TS: The bigger teams do change their teams a bit but this is to be expected when they are playing opposition from lower leagues and it makes more sense to rest players against Bradford than against City or PSG. The rotation is more of a necessary part of the game rather than disrespect to the competition, and I doubt managers themselves really want to rotate their teams for FA Cup games. Also I think that managers still field teams that they think are strong enough to win the games and with players like Oscar, Cech, Cahill and Azpilicueta starting I don’t think Mourinho was taking the game lightly. Honestly I don’t really know why the views for FA Cup games have reduced, but I think regardless it still holds a great importance in the modern game. Scholes recently said that during his playing years the FA Cup final was the biggest day in English football. Furthermore, Arsenal coming back from 2-0 down to beat Hull and win their (our) 1st trophy in 9 years was a huge deal and showed that the magic never left.

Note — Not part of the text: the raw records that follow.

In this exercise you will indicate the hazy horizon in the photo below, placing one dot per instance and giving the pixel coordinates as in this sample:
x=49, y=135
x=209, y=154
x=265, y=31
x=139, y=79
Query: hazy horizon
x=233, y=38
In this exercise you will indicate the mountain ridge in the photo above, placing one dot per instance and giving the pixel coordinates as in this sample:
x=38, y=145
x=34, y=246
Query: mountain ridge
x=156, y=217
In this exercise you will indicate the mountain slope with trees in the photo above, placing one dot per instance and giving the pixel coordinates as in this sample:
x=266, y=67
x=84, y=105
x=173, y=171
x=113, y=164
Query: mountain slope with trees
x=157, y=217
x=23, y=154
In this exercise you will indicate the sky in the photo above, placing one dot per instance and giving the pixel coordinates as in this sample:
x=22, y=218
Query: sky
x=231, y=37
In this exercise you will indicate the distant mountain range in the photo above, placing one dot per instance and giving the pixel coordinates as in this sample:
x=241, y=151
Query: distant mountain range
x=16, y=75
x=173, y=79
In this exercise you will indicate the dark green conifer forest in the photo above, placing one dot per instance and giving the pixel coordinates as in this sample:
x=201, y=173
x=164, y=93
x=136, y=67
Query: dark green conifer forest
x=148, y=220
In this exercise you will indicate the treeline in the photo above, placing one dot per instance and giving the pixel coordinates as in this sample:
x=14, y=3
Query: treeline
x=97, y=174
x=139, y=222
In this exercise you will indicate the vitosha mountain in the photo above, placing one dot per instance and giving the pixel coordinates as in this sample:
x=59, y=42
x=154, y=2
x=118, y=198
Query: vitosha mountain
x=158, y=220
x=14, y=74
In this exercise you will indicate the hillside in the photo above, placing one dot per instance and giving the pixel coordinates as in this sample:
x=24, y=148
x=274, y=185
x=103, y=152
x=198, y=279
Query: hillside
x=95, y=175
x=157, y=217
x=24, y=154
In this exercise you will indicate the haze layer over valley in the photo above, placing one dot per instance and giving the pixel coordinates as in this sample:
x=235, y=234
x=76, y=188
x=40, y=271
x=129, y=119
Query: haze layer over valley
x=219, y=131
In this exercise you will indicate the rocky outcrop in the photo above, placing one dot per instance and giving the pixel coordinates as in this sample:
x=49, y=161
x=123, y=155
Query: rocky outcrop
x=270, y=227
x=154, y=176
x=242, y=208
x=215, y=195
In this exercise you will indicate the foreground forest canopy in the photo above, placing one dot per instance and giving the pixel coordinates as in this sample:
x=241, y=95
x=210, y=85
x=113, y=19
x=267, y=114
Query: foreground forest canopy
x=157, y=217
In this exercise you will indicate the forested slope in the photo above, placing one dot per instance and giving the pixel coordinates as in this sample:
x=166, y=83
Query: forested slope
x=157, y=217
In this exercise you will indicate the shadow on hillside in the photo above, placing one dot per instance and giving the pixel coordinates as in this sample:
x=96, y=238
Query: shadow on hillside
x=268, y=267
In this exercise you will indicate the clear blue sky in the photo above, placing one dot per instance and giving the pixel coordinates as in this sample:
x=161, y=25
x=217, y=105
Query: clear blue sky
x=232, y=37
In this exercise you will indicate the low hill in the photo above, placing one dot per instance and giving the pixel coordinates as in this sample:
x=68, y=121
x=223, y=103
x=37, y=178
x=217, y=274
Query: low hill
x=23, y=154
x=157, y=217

GG: I understand that changes are expected to be made but I feel sometimes there is a lack of commitment to the competition, if disrespect is maybe a step too far. Yes, teams of the likes of Bradford and Middlesbrough don’t pose the threat of Champions League giants, but history tells us they should be taken seriously. Maybe these results we are seeing this year will bring teams to such a realisation. Scholes may have said that but the heyday of his playing career was the late 90s and the early part of the new century, when the FA Cup was certainly considered in higher regard than it is now. Remember the 2013 final between Wigan and Manchester City? There was absolutely no fanfare at all. I for one hope that teams start to respect this storied competition once again, and hopefully this will be the regenerative year for the FA Cup.

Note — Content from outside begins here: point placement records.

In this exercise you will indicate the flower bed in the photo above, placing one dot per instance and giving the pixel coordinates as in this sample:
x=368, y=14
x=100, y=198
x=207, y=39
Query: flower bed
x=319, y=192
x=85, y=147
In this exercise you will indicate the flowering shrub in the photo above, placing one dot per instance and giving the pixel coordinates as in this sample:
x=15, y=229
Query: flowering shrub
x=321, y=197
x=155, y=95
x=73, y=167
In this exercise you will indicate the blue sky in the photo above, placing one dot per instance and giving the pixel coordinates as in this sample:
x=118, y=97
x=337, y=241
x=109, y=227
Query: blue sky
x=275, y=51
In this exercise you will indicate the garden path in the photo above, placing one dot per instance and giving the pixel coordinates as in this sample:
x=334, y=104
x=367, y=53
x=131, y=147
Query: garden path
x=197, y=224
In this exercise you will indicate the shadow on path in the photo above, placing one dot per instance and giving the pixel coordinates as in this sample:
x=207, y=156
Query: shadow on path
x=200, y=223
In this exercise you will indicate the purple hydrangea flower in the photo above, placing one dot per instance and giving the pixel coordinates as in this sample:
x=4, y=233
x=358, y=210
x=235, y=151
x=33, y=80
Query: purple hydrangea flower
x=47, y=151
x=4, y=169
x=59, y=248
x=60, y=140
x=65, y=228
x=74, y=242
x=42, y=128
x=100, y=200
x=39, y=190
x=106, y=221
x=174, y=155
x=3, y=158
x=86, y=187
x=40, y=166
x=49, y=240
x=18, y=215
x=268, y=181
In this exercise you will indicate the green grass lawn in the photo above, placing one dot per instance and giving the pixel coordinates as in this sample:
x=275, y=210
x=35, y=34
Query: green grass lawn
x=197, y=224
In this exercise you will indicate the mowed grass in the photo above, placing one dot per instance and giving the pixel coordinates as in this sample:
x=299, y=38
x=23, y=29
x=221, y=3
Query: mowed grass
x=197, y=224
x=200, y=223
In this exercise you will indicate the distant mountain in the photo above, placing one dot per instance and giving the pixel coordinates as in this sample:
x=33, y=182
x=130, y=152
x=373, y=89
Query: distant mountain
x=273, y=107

TS: It would be good to see teams field their strongest lineup in all FA cup games but truthfully I think this would make the competition more boring. If Chelsea had started Hazard, Costa, Terry and Fabregas they probably would’ve had a higher chance of winning, and if they won it would’ve been another expected, boring result swept under the rug. Hence the rotation actually spices up the tournament as we see ‘underdogs’ like Middlesborough and Bradford beating huge teams. The 2013 final wasn’t a particularly great game, but again the fact that Wigan (who got relegated in the same season) won against reigning league champions City shows how unpredictable and crazy the cup is. Unlike in the Prem and the Champions League we may not see the strongest starting XI’s every game, but this makes the competition more interesting. At the same time I feel that all teams involved genuinely want to win it and this duality creates a unique and unpredictable competition which has never, and will never lose its magic.